Wheat and Tares — True Christians and Pretenders

By Mark L. Carlton

Gandhi once observed, that on paper Christianity is the greatest of all religions but it has a fatal flaw, Christians.

Jesus could have explained this flaw to him. He said that His Kingdom would be comprised of both wheat and tares and that the two would grow together until the end of the age. Then, Jesus said, He would, “send forth His angels, and they will gather out of His kingdom all stumbling blocks, and those who commit lawlessness.” Peter wrote that because of the presence of tares among us, “the way of life will be maligned.”

Any one who has read history can point to many examples of failure by those who have called themselves Christians. The crusades, the inquisition, anti-Semitism, the defense of slavery, all of these things and many more like them can be pointed to by those who would malign Christianity.

That these things happened, that they were perpetrated by those who call themselves Christians and that scripture was often used to defend them cannot be denied. How tragically true the words of Christ and the apostle have proven to be. There have indeed been stumbling blocks and those who commit lawlessness within the Kingdom of God.

But that is only part of the story, because in the midst of the tares there has also been wheat. I saw an example of this when my wife and I visited Vad Yashem (the Holocaust memorial in Jerusalem) many years ago. It is impossible for a person of conscience to visit Vad Yashem without being deeply stirred by the record of the crimes of the Third Reich and the suffering of the Jewish people. Any honest Christian who passes by its exhibits has to do so with a sense of shame, because the record of the church during those dark hours is not good. Anti-Christians can rightfully point to the fact that Hitler could never  have come to power without the support or acquiescence of the German church. It gave him both.

But when we left Vad Yashem there was a beautiful avenue lined on either side with locust trees. It’s called the Avenue of the Righteous Gentiles. Here a tree has been planted in memory of every gentile Vad Yashem has been able to document who risked or lost his or her life to save the life of a Jewish person during the Holocaust. It is a field of trees. It could just as easily be a field of wheat. Because almost every tree there is planted in memory of a Christian — a real Christian — who risked and in some cases lost everything to love their neighbors as they loved themselves.

Historian Martin Gilbert has written a book to tell some of their stories, it’s titled, “The Righteous.”   The crimes of those who call themselves Christians cause us shame, but the stories of the righteous gentiles make us proud. These are the rest of the story that our critics somehow never seem to discover in their reading of history.

Let me share just one of them with you. It is the story of David Prital.  David was forced to flee for his live when the Nazis came to his Ukrainian village.  At first he didn’t know where to go. He was sure the Orthodox church would offer him no sanctuary, but then he remembered that there was another group of Christians in the area, a small group that was despised almost as much as the Jews. In our country they would have been called fundamentalists or evangelicals. They were the Baptists, amd Prital somehow sensed that they would give him sanctuary.

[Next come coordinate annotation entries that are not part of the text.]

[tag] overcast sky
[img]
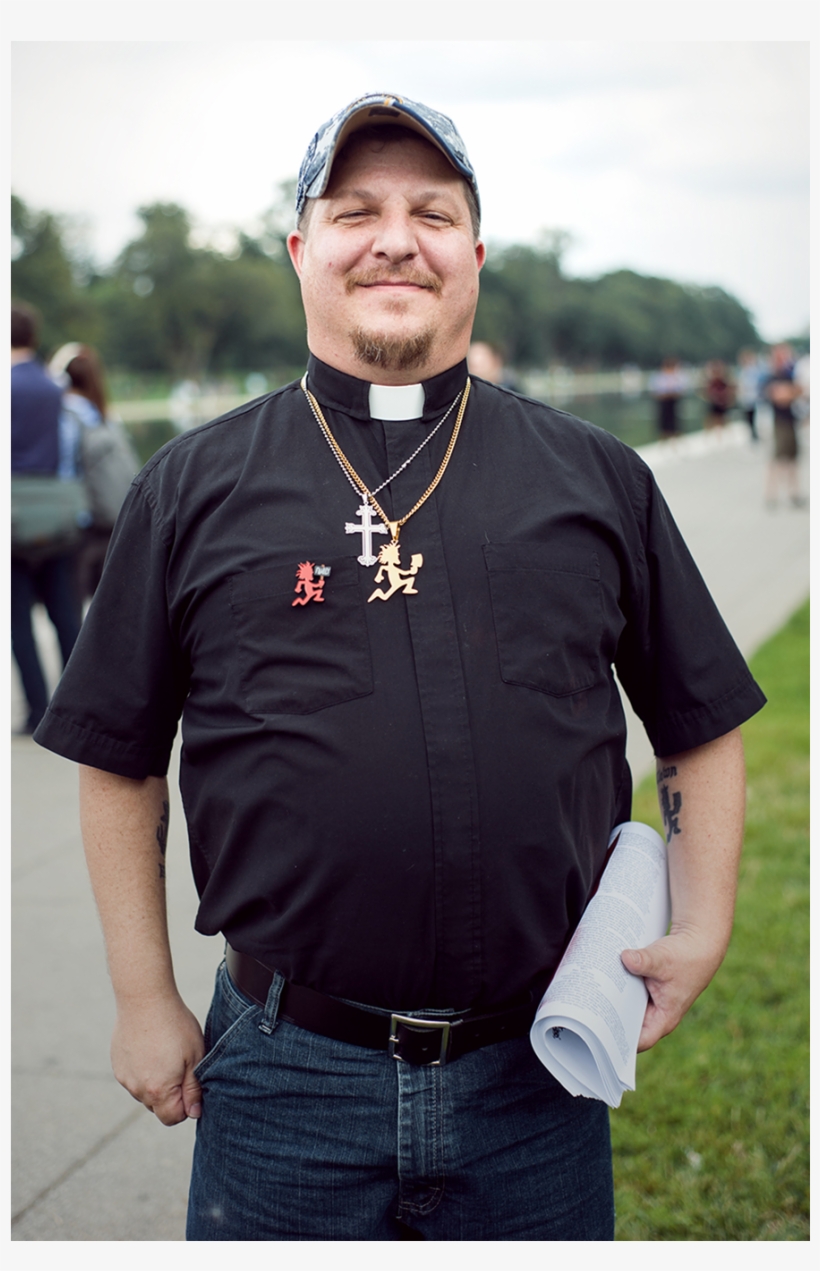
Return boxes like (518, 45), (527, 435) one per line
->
(11, 36), (809, 339)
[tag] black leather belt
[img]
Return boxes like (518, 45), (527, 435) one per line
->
(225, 944), (535, 1064)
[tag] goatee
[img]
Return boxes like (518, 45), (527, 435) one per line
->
(351, 327), (434, 371)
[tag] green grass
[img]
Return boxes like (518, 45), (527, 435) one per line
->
(612, 604), (809, 1240)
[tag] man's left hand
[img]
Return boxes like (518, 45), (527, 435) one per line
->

David hid until he saw a Baptist farmer coming in from the fields. He didn’t have to approach him because when as the man saw the frightened refugee and recognized him as a Jew, he approached him. Prital writes that he comforted him with tears in his eyes and immediately invited him into his home. (An act that would have resulted in his own execution had he been caught.)

As they entered the home this kind man told his wife, “God [has] brought and important guest to our house. We should thank God for this blessing.”  And as the amazed Prital watched, the couple kneeled on the floor and prayed. This is Prital’s own account of that event:

“I heard a wonderful prayer coming out of their pure and simple hearts, not written in a single prayer book. I heard a song addressed to God, thanking God for the opportunity to meet a son of Israel in these crazy days. They asked God to help those who managed to stay alive hiding in the fields and in the woods. Was it a dream? Was it possible that such people existed in the world?”

“They stopped praying and we sat down at the table for a meal, which was enjoyable…before the meal, the master of the house read a chapter from the Bible. Here it is, I thought, this is the big secret. It is this eternal book that raised their morality to such unbelievable heights. It is this very book that filled their hearts with love for the Jews.”

Yes, those who call themselves Christians have not always been worthy of that title, but the twisting of the scriptures by those who seek to justify their lawlessness, or the cynicism of those who point to these abuses and seek to slander us all, should not blind us to the fact that in the midst of a world filled with tares there is also wheat, beautiful, fruitful wheat, men and women — true Christians — whose lives speak to the reality of the faith they profess.